À la frontière du réel et de l’intime, Myriam Khiari signe un premier roman fort et sensible avec Ce que la vie ne t’a jamais dit, publié chez Apollonia Éditions. Une œuvre qui mêle fiction, réflexion existentielle et exploration de la conscience, et qui s’annonce déjà comme l’un des romans introspectifs marquants de cette rentrée littéraire.

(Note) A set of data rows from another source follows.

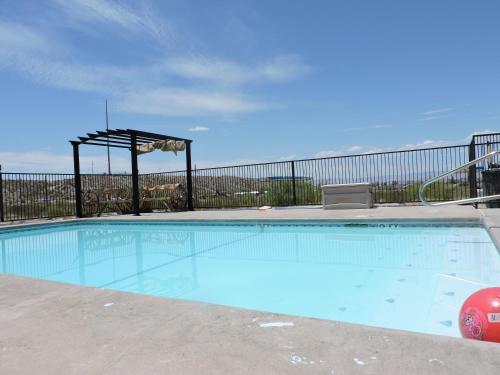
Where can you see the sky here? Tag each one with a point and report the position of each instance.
(247, 81)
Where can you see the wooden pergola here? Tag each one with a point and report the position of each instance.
(128, 139)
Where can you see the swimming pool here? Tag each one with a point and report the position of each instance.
(411, 276)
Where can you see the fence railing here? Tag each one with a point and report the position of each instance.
(26, 196)
(395, 176)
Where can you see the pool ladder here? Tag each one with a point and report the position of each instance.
(460, 201)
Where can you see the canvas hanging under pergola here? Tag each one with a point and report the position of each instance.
(138, 142)
(166, 146)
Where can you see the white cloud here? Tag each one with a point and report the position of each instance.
(436, 111)
(354, 148)
(186, 102)
(427, 144)
(138, 89)
(199, 129)
(115, 13)
(17, 39)
(435, 114)
(479, 132)
(328, 154)
(361, 128)
(280, 69)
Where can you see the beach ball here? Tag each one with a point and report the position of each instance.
(479, 317)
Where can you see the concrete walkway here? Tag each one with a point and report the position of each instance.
(50, 328)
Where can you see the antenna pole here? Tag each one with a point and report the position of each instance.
(107, 128)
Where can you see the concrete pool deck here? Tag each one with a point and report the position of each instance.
(53, 328)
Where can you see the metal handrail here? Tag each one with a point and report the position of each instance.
(460, 201)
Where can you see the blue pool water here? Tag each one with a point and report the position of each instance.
(397, 276)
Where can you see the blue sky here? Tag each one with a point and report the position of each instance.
(248, 81)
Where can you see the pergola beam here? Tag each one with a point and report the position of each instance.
(127, 139)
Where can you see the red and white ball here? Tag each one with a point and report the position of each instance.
(479, 317)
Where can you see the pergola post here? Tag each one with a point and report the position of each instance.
(135, 174)
(78, 180)
(189, 177)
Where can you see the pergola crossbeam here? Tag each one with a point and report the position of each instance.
(127, 139)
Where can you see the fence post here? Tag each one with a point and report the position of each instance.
(189, 178)
(472, 170)
(135, 175)
(78, 180)
(293, 184)
(2, 217)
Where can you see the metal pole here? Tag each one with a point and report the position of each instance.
(2, 217)
(189, 177)
(472, 171)
(78, 180)
(107, 128)
(135, 175)
(46, 188)
(293, 184)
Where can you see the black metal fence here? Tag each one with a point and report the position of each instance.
(36, 195)
(395, 176)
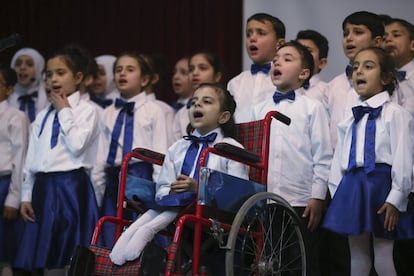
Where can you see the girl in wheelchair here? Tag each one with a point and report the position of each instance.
(211, 120)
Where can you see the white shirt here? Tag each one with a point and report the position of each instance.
(394, 138)
(300, 154)
(180, 123)
(14, 132)
(76, 147)
(169, 116)
(317, 90)
(405, 89)
(149, 132)
(248, 90)
(341, 98)
(174, 159)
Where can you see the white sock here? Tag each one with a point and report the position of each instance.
(384, 260)
(360, 250)
(118, 253)
(146, 233)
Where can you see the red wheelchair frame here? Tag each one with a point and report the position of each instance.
(255, 137)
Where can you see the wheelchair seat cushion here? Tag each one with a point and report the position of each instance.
(181, 199)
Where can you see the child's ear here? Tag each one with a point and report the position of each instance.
(280, 42)
(145, 79)
(224, 117)
(322, 63)
(378, 40)
(217, 77)
(304, 74)
(78, 78)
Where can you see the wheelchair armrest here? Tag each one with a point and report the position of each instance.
(238, 152)
(151, 155)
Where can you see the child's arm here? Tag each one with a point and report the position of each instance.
(19, 134)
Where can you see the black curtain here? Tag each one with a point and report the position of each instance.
(172, 28)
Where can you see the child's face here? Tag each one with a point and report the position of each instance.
(181, 79)
(261, 41)
(366, 75)
(287, 71)
(202, 71)
(357, 37)
(205, 111)
(320, 63)
(128, 77)
(60, 79)
(98, 86)
(5, 91)
(398, 44)
(25, 70)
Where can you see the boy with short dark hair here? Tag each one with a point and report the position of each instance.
(264, 35)
(300, 154)
(318, 46)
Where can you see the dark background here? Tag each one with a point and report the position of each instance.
(172, 28)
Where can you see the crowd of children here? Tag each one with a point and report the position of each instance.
(345, 163)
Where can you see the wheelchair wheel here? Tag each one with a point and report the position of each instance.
(266, 239)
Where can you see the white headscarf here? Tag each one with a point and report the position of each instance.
(107, 61)
(39, 63)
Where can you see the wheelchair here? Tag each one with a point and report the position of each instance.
(259, 232)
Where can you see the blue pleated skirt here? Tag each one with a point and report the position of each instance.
(66, 213)
(353, 209)
(109, 202)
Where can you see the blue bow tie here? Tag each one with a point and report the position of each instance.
(191, 154)
(255, 68)
(127, 106)
(401, 75)
(348, 71)
(27, 102)
(277, 96)
(177, 105)
(369, 143)
(102, 102)
(125, 114)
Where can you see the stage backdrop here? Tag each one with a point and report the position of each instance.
(325, 16)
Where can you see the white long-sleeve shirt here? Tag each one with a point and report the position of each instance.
(149, 132)
(14, 132)
(300, 154)
(394, 138)
(175, 156)
(248, 90)
(76, 147)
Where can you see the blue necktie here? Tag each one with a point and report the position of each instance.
(401, 75)
(191, 154)
(348, 71)
(55, 127)
(369, 143)
(177, 105)
(27, 102)
(277, 96)
(126, 113)
(102, 102)
(256, 68)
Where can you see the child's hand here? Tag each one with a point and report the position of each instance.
(314, 211)
(10, 213)
(27, 212)
(391, 216)
(183, 184)
(59, 100)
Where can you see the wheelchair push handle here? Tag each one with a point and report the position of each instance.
(281, 117)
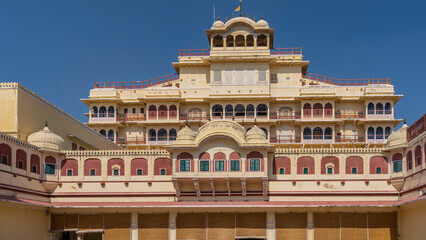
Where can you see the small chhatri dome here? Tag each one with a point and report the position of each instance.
(46, 140)
(255, 134)
(397, 137)
(186, 134)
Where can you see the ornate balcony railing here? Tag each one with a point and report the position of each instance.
(345, 82)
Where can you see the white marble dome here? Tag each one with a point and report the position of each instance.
(46, 140)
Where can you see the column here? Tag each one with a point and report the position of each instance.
(134, 227)
(172, 225)
(270, 225)
(310, 225)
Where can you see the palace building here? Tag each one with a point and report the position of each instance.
(242, 142)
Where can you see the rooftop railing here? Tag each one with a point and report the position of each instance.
(417, 128)
(345, 82)
(286, 51)
(138, 84)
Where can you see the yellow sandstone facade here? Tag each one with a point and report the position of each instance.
(241, 143)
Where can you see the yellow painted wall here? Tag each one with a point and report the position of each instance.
(19, 222)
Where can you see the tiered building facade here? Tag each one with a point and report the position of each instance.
(241, 143)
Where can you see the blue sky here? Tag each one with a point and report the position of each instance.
(60, 48)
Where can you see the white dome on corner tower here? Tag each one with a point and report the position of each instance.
(46, 140)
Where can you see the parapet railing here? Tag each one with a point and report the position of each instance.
(417, 128)
(345, 82)
(138, 84)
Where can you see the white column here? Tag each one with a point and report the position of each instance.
(270, 225)
(172, 225)
(310, 225)
(134, 226)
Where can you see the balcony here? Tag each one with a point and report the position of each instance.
(353, 138)
(349, 115)
(285, 139)
(138, 84)
(130, 141)
(417, 128)
(345, 82)
(285, 115)
(131, 117)
(102, 117)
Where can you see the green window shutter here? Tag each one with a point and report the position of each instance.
(50, 169)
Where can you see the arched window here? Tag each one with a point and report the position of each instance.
(102, 112)
(317, 110)
(250, 110)
(152, 112)
(379, 133)
(307, 133)
(328, 110)
(387, 132)
(318, 134)
(239, 110)
(266, 132)
(230, 41)
(285, 112)
(218, 41)
(172, 134)
(262, 41)
(111, 135)
(250, 41)
(388, 108)
(379, 108)
(162, 135)
(328, 133)
(370, 109)
(307, 110)
(172, 111)
(217, 110)
(370, 133)
(261, 110)
(95, 112)
(240, 41)
(152, 135)
(162, 112)
(111, 111)
(229, 110)
(103, 132)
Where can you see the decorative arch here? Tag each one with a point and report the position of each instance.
(162, 164)
(35, 164)
(69, 164)
(354, 162)
(184, 156)
(255, 154)
(92, 164)
(330, 159)
(217, 41)
(306, 162)
(113, 162)
(409, 158)
(240, 41)
(139, 164)
(5, 154)
(378, 162)
(262, 40)
(281, 162)
(21, 159)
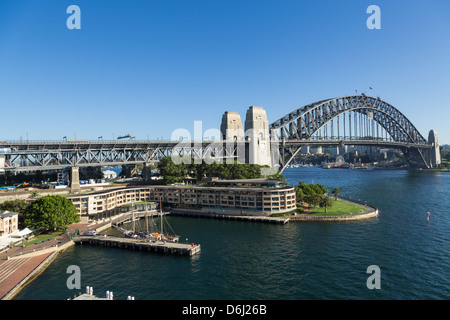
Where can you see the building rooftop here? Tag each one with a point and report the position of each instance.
(6, 213)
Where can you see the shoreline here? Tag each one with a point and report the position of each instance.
(39, 258)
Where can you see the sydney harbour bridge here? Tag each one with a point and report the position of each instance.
(356, 120)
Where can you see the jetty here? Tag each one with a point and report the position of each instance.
(146, 245)
(232, 217)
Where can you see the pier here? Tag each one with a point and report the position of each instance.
(146, 245)
(233, 217)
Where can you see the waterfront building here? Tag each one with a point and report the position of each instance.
(249, 197)
(9, 222)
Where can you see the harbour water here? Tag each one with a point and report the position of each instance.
(243, 260)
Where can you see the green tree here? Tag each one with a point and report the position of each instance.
(51, 212)
(16, 205)
(335, 192)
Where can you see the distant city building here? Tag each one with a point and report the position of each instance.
(109, 174)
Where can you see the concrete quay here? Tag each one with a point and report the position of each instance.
(226, 216)
(140, 244)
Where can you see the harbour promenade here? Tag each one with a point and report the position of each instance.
(20, 265)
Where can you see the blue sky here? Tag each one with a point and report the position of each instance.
(150, 67)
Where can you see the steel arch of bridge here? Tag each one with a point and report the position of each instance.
(303, 123)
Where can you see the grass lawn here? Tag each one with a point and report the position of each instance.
(42, 237)
(339, 208)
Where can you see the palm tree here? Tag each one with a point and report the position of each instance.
(335, 192)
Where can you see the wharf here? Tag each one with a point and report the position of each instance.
(140, 244)
(233, 217)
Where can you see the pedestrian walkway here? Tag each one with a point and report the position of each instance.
(15, 269)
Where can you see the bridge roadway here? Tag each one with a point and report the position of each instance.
(39, 155)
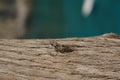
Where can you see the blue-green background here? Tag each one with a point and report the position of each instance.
(63, 18)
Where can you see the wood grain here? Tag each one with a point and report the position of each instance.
(94, 58)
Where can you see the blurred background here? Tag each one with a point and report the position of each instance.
(58, 18)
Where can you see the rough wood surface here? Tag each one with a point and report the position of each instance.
(94, 58)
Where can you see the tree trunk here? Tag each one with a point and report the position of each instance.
(93, 58)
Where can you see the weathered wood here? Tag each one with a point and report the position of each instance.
(94, 58)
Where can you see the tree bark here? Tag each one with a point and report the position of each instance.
(93, 58)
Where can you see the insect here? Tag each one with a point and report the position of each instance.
(61, 48)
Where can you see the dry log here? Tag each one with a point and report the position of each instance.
(93, 58)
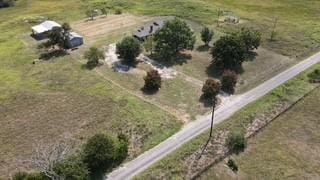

Une autrice au parcours international
Formée en sciences politiques et en relations internationales, Myriam Khiari a vécu entre la Belgique, la Suisse, la France et plusieurs pays d’Asie. Ce parcours pluriel nourrit son regard sur les identités en mouvement, les ruptures de vie et ces instants charnières capables de faire basculer une existence.
Pour elle, l’écriture est avant tout un espace de quête intérieure, un lieu où l’intime dialogue avec l’universel.
Un roman à la frontière du réel
Ce que la vie ne t’a jamais dit suit le parcours d’Aliya, une jeune femme confrontée à une rupture si brutale qu’elle bascule dans un état de conscience suspendu. Le temps se fragmente, les souvenirs ressurgissent et l’identité vacille. Le lecteur est entraîné dans une narration immersive où la frontière entre réalité et perception intérieure devient floue.
Le récit s’inspire de recherches autour des expériences de mort imminente, des états de conscience modifiés et des mécanismes psychologiques liés au traumatisme et à la reconstruction. Cette approche donne au roman une dimension à la fois sensible et profondément contemporaine.
Entre traumatisme, mémoire et renaissance
À travers une écriture intime, presque cinématographique, l’autrice explore les thèmes de la perte, de la mémoire et de la transformation intérieure. Le doute demeure tout au long du récit : ce qu’Aliya traverse est-il une fin ou le début d’une renaissance ?
Le roman invite chacun à interroger ses propres zones d’ombre et ces moments de bascule qui, parfois, changent une vie sans bruit.
Un premier roman troublant et profondément humain
Né de la conviction que certaines expériences marquent une existence de manière invisible mais irréversible, Ce que la vie ne t’a jamais dit s’impose comme un roman introspectif puissant. Une lecture qui touche, qui dérange parfois, mais qui ouvre surtout une réflexion sur la résilience et cette part de nous qui, même au bord de l’effondrement, continue de chercher la lumière.